Investments Remain Bleak in Canadian Oil and Gas Sectors
The investment scene in the Canadian Oil and Gas sector seems quite bleak in 2016. The oil sands of Alberta are the worst hit by the falling prices of crude oil. For every barrel of oil produced, companies are losing heavily. They are taking measures to reduce losses by cutting production and putting on hold new facility developments. According to figures available, the decline in investments in the Canadian oil and gas sector is going to touch 48%. This is between 2014 and 2016 when the world decline in oil and gas investment is 40%. The Canadian Association of Petroleum Producers has confirmed that in 2016 alone the reduction will be 13%.

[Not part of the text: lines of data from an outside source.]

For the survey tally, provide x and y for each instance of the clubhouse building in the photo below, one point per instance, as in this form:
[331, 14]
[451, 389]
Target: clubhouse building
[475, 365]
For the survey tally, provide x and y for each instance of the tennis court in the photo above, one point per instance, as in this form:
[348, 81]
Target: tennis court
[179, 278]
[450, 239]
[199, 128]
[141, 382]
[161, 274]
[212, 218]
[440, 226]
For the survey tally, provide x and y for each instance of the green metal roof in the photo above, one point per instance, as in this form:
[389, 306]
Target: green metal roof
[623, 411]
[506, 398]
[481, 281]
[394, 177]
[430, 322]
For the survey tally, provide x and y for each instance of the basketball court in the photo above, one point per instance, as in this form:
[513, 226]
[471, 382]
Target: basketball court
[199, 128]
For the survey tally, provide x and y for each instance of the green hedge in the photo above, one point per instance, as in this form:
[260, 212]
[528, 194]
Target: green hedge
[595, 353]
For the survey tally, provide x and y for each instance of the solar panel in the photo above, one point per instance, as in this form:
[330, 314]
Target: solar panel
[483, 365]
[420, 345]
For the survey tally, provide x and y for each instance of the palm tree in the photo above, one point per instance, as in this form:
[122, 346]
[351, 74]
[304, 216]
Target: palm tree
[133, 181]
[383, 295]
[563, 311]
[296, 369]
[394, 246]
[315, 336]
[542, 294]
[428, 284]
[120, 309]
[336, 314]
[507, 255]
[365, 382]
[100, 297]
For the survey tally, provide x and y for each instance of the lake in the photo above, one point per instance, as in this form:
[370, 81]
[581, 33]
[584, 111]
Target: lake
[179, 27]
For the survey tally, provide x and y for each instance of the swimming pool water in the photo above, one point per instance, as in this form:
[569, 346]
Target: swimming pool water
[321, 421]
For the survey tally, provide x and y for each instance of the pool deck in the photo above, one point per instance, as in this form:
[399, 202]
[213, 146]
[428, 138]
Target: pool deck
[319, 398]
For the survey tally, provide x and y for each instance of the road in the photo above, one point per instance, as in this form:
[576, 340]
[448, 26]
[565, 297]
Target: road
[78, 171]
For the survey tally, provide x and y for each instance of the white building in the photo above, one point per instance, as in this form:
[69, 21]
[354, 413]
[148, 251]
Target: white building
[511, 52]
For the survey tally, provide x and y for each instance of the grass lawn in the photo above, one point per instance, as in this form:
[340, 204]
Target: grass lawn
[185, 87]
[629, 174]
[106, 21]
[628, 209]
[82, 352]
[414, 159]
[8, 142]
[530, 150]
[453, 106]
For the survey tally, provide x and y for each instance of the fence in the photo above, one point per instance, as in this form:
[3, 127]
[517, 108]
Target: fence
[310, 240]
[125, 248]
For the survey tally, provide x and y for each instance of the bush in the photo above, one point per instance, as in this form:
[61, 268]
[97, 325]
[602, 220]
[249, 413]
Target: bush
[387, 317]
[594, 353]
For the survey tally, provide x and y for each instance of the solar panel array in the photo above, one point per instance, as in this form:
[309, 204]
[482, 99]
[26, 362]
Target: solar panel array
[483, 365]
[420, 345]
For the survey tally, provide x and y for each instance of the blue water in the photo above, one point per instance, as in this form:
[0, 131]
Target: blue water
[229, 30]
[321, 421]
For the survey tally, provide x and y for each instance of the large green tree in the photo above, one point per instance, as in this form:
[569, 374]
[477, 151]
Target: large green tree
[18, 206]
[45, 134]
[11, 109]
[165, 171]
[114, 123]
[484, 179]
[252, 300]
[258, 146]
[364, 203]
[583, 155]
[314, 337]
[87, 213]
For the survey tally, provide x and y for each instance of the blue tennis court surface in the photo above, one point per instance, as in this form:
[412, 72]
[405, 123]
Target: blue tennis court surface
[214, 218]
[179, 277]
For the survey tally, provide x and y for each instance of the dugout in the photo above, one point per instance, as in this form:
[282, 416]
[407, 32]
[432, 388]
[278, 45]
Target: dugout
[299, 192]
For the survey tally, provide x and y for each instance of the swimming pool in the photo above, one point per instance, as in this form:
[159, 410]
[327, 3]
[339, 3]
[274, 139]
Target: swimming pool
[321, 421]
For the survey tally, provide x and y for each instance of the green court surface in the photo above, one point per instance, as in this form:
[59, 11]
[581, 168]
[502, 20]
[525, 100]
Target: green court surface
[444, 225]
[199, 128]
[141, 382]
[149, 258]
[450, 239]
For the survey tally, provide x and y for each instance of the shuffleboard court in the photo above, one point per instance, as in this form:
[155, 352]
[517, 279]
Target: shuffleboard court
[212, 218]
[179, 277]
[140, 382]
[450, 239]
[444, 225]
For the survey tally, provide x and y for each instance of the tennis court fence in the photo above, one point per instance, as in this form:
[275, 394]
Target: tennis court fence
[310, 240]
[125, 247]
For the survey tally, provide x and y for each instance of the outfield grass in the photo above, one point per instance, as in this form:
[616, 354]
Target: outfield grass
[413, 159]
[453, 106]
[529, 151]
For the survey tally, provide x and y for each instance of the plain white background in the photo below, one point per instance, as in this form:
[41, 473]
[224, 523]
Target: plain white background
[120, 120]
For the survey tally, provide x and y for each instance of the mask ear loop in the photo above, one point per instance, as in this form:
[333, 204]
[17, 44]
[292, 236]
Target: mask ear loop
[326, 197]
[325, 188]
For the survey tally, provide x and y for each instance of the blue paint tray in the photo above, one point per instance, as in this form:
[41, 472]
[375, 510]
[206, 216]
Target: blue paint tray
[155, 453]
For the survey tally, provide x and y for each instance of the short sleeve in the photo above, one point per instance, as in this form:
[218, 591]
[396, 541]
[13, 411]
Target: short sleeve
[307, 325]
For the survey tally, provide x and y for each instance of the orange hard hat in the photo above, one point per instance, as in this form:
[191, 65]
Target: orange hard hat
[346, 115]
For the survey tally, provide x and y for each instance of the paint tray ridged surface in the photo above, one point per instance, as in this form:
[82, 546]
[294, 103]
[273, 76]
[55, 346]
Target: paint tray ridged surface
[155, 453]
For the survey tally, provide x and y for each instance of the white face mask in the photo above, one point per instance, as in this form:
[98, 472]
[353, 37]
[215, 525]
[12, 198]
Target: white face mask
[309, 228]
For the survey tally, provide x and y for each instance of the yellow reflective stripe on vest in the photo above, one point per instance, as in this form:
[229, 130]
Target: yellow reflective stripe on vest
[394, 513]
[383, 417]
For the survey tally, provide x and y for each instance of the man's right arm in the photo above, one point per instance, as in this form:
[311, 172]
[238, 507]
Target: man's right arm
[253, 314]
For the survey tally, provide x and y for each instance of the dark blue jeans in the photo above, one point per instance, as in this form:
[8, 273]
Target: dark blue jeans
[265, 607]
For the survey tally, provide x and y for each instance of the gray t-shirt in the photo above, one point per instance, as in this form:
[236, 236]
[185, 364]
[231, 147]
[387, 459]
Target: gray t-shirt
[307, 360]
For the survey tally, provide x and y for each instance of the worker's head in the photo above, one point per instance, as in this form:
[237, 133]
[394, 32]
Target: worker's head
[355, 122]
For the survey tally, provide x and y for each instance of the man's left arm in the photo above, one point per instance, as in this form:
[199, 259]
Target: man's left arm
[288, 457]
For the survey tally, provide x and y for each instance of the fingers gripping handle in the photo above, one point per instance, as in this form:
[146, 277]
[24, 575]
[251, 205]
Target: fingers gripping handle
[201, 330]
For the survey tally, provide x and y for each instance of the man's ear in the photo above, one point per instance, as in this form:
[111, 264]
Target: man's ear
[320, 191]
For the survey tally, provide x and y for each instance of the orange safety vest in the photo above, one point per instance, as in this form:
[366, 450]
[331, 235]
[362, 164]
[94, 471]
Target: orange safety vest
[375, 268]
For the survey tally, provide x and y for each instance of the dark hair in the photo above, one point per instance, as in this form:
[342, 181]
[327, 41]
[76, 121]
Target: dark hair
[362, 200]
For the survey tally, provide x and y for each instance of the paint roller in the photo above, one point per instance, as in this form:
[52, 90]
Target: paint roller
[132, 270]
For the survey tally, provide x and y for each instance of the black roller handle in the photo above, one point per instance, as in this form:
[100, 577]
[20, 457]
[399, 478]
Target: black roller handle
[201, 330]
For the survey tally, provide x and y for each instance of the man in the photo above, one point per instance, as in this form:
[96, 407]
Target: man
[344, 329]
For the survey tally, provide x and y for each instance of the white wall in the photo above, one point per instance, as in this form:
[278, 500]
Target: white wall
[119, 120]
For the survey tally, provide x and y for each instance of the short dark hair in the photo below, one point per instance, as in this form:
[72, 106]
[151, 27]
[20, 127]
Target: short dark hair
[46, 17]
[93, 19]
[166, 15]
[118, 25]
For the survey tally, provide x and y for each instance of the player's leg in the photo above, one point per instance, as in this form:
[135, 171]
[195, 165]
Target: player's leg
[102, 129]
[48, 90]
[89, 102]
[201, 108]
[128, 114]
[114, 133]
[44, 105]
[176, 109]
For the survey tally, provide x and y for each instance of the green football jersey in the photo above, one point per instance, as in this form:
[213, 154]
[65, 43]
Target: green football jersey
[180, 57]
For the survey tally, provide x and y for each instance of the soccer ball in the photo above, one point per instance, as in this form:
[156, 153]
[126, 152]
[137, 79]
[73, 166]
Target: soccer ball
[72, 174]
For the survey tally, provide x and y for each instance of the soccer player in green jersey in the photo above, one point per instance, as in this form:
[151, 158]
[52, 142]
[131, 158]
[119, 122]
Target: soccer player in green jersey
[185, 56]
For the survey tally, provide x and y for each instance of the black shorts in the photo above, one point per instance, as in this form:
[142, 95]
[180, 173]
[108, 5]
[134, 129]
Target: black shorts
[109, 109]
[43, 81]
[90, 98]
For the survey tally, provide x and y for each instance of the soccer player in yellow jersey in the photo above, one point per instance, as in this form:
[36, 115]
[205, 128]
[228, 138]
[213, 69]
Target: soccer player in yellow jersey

There’s bad news all around
There has been more bad news for oil companies in the recent past, and that has discouraged investors. The BP oil spill in 2011 and the Kalamazoo river oil spill in 2010 are showstoppers for investors. More than six years down the line, they are yet to recover from the shocks. The oil sands of Alberta had also received some bad publicity that discouraged investors. Only a quarter of the Canadian population had expressed the intent to invest in oil and gas.
The woe continues
Alberta’s oil sands are finding it impossible to maintain its feasibility in the face of dwindling crude oil prices. Alberta is one of the most expensive oil sources in the world. For commercial viability, the minimum price of a barrel Brent crude has to be at least $80. Unfortunately, the average barrel price in July 2016 hovered around $44.16, thus giving no encouragement for investments at all. Although the trend is upward in August 2016, it is still below the $50 mark. This is however somewhat better than what it was at the beginning of the year. At that time, when Crude Brent was $31 per barrel, many oil sand projects could not recover the operations cost.
If the low price of crude Brent is a concern, the other concern is about high production costs of sand oils. It is highly expensive to refine the products. In order to maintain parity of cost with crude Brent that comprises of lighter blends, oil sands are sold at high discounts. The minimum producing and distribution cost of a barrel of Western Canada Select is $15. However, there was a time in January 2016 when producers were compelled to sell it as low as $14.5. The situation is quite better now and one hopes the trend continues.
Why production shutdown is not workable
One might wonder why the oil companies are not stopping production. Shutting down production can be risky for the oilfield, and equipment might get damaged. Oil companies thus cannot think of a total shutdown. Instead, they are reducing the volumes while still keeping the plants running. They could go for the maximum permissible reduction without damaging reservoirs.
The steady improvement in crude Brent prices in the recent months is indeed encouraging, but investors are not yet convinced. They want things to become steady at a level before changing their stance.